Debattenshow „Surrounded“ in den USA: 20 Faschisten und ein Liberaler
Die Youtube-Show „Surrounded“ lässt einen profilierten Meinungsträger gegen 20 andere debattieren. In der jüngsten Folge ging das gründlich schief.

Bei „Surrounded“ stellen sich einzelne Personen 20 Andersdenkenden und debattieren meist über eineinhalb Stunden über konstroverse Themen. In einer Show stellt sich ein Arzt 20 Impfgegnern, in einer anderen die misogyne Influencerin Candace Owen 20 Feministinnen und in der nächsten der rechte Polit-Aktivist Charlie Kirk sogar 25 „woke Students“. Jedes dieser Videos erreichte über fünf und viele sogar über 20 Millionen Aufrufe.
Die Show ist auf Skandale ausgelegt.

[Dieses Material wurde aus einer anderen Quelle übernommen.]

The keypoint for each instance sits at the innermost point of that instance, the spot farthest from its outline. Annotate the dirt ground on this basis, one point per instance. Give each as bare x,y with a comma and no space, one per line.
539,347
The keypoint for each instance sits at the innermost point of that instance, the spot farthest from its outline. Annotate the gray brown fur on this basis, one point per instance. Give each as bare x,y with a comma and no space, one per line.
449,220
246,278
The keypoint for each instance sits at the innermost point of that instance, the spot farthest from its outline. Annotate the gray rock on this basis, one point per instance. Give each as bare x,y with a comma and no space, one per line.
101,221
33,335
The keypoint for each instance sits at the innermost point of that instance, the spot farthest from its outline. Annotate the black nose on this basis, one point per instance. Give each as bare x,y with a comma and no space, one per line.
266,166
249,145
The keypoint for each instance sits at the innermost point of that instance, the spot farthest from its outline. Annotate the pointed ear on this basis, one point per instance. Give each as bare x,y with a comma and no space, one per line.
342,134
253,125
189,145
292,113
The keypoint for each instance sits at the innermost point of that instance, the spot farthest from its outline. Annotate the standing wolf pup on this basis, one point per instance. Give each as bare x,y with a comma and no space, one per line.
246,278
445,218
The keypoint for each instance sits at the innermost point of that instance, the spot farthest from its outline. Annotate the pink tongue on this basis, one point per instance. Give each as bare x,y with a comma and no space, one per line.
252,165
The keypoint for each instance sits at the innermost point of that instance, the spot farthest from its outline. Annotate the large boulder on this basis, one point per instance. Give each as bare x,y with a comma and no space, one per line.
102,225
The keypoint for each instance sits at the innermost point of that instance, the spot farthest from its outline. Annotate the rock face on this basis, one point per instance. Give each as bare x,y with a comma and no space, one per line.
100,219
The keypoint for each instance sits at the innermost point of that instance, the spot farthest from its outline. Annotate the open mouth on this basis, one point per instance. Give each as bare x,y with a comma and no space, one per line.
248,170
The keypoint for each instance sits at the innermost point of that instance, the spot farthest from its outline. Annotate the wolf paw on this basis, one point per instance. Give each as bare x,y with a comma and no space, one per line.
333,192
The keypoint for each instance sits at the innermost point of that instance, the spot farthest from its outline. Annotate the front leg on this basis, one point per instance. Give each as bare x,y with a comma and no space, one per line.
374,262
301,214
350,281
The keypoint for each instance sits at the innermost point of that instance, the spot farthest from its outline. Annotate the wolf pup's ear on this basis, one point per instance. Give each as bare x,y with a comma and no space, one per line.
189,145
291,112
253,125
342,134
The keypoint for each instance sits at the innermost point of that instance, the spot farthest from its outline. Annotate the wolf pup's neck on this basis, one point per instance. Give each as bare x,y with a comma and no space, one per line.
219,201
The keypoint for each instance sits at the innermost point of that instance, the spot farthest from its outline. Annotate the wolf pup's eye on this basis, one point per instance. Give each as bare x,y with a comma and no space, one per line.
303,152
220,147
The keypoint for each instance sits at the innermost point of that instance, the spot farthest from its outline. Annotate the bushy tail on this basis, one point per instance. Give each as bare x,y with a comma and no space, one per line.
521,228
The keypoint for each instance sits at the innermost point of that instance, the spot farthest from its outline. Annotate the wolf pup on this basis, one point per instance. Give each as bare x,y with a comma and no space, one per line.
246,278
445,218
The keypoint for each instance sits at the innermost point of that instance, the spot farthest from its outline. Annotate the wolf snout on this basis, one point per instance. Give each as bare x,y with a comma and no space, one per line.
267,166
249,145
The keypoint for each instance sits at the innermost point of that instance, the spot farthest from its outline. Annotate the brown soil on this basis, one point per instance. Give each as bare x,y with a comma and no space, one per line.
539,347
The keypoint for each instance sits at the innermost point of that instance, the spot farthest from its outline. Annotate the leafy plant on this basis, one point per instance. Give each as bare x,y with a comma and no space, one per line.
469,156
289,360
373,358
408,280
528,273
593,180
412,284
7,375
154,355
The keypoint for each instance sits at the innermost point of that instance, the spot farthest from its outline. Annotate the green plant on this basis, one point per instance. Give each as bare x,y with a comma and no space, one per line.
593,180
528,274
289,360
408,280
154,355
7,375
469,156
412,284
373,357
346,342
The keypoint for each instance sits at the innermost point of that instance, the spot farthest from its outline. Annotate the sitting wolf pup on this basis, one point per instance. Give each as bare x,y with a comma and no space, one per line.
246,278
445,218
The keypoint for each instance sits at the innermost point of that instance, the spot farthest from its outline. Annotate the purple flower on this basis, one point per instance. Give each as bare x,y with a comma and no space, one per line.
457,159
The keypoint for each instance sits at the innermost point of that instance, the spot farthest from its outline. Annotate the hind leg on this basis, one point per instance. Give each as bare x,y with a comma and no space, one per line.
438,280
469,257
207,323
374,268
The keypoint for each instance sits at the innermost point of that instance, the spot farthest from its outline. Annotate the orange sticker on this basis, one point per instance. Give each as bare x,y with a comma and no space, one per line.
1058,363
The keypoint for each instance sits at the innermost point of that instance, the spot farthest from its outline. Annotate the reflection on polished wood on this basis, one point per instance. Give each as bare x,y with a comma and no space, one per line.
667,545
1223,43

Die Aussagen sind spitz, der Gegenspieler der Menge steht alleine da und wird durch Zwischenrufe und Applaus oder Buhrufe unterbrochen. Eine Chance für wirklichen Dialog gibt es selten, gewinnen kann die alleinstehende Person eigentlich nie. Es wundert also nicht, dass Jubilee aktiv versucht, extreme Positionen zu finden, was auch bei dem Video mit Mehdi Hasan auffällt.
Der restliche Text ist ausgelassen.